В то же лето я получил письмо от Учителя. Совершенно неожиданное и единственное в моей жизни письмо от него. Никаких других каникулярных переписок с интернатскими учителями или воспитательницами я не припоминаю: скорее всего стороны, ко взаимному удовольствию, молча отдыхали друг от друга. А тут приезжаю в село после того памятного ливня — хлеба отошли, и меньше, чем через сутки, трогать их было нельзя, а тетка Полина протягивает мне за ужином конверт:
— Чуть не забыла. Нинка Алешкина прибегала, письмо принесла. Оно уже с неделю по селу ходит. Сначала, говорит, Ивану его принесли, потом Петру, потом Алексею и вот теперь нам. Все не могли понять, кому ж оно…
Кусок застрял у меня в горле. «Кому ж, кому ж, как не мне!» — готов был крикнуть я, и сердце мое забилось в сладком предчувствии. Я буквально выхватил письмо из рук опешившей от такой прыти тетки и выскочил из летней мазаной кухни во двор, где с деревьев медленно, как во сне, еще скатывались перезрелые капли, а расчистившееся небо подсвечивалось закатным солнцем, и от этого небесного света на земле тоже было светло и покойно. Я поднес конверт к глазам и… оторопел. Внизу на конверте была выведена сотни раз виденная мной в собственном дневнике подпись: «В. Чернышов». А выше — адрес моего села и в графе «кому» полный артикул — «Гусеву Сергею Никитовичу». С артикулом Валентин Павлович переборщил: я и сам не сразу сообразил, что «Сергею Никитовичу», стало быть, мне, а где уж было сообразить почтальонше да и моей родне: Гусевых в нашем селе — как гусей…
Письмо было тем более странным, что в нашей компании Учитель меня не выделял, был со мною даже суше, чем с Гражданином или с Плуговым, как бы считая, что я свое уже получил — от Кати, так горячо нахваливавшей когда-то меня. А может, он давно и забыл ее похвалы…
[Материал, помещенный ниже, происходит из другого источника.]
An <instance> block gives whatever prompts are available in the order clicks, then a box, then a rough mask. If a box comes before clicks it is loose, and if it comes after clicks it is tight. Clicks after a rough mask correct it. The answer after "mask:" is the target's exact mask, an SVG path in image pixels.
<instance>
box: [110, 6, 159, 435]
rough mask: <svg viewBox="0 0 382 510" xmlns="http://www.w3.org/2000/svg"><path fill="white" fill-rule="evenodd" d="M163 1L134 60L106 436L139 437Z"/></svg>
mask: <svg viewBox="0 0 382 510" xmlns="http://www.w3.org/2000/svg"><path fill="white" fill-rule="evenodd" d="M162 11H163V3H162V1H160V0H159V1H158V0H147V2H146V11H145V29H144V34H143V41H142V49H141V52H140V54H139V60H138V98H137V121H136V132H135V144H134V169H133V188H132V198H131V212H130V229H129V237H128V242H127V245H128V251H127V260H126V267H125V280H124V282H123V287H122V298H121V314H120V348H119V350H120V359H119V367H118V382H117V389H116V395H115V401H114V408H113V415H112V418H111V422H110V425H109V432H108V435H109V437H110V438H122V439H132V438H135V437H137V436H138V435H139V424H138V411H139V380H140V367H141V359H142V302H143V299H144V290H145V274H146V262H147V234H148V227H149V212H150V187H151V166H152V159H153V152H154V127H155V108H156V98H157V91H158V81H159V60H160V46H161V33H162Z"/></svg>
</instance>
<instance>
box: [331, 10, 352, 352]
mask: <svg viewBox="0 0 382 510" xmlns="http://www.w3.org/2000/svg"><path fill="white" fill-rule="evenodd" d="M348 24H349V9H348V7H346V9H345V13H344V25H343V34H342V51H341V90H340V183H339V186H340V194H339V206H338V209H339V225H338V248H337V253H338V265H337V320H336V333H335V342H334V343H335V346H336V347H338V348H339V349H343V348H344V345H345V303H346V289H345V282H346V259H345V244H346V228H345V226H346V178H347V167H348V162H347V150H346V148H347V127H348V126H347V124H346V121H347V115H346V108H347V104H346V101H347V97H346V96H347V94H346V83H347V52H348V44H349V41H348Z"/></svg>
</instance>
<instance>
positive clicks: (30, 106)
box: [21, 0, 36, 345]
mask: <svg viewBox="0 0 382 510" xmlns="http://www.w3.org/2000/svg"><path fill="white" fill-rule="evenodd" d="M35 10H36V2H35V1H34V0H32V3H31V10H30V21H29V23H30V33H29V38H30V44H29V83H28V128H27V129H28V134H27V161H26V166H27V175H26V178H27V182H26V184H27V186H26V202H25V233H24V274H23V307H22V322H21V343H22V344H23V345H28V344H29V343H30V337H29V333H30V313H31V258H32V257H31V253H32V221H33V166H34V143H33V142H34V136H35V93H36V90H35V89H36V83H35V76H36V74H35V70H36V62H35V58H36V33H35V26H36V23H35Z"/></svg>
Я надорвал конверт, развернул вчетверо сложенный листок, и Катино имя-отчество сразу бросилось мне в глаза.
«Сергей! — писал мне Учитель. — Насколько я знаю, каникулы Вы проводите в родном селе. Не думаю, что Вы бездельничаете, поэтому не стану досаждать Вам расспросами и советами. Но об одном настоятельно прошу. Найдите время и непременно зайдите к учительнице, которая привозила Вас в интернат. К Рябенькой Екатерине Петровне. Непременно. Можете ей при этом передать привет от меня. Вот, пожалуй, и все. Счастливо. В. Чернышов».
Но это было не все. Еще как не все! Ниже стоял значок «PS», и Валентин Павлович мимоходом сообщал, что «будучи на лечении в Пятигорске, видел случайно Ваш предмет. Жива и здорова и, по-моему, весьма очаровательна. Живет она, как помните, в станице Константиновской под Пятигорском».
«Ваш предмет»! — когда я дошел до этого чудного выражения, меня бросило в краску: и оттого, что Учитель, оказывается, знал мою тайну (откуда?), и бог знает еще отчего. Жива, здорова! «И, по-моему, весьма очаровательна!» О-ча-ро-ва-тель-на! — на этом слове меня заносило и даже чувство собственнической гордости незаслуженно шевельнулось. Последнюю же строчку письма я воспринял как сигнал к действию — в тот же вечер по этому адресу улетело длинное, пылкое, несуразное письмо, единственным оправданием которому может служить лишь тот факт, что оно осталось без ответа.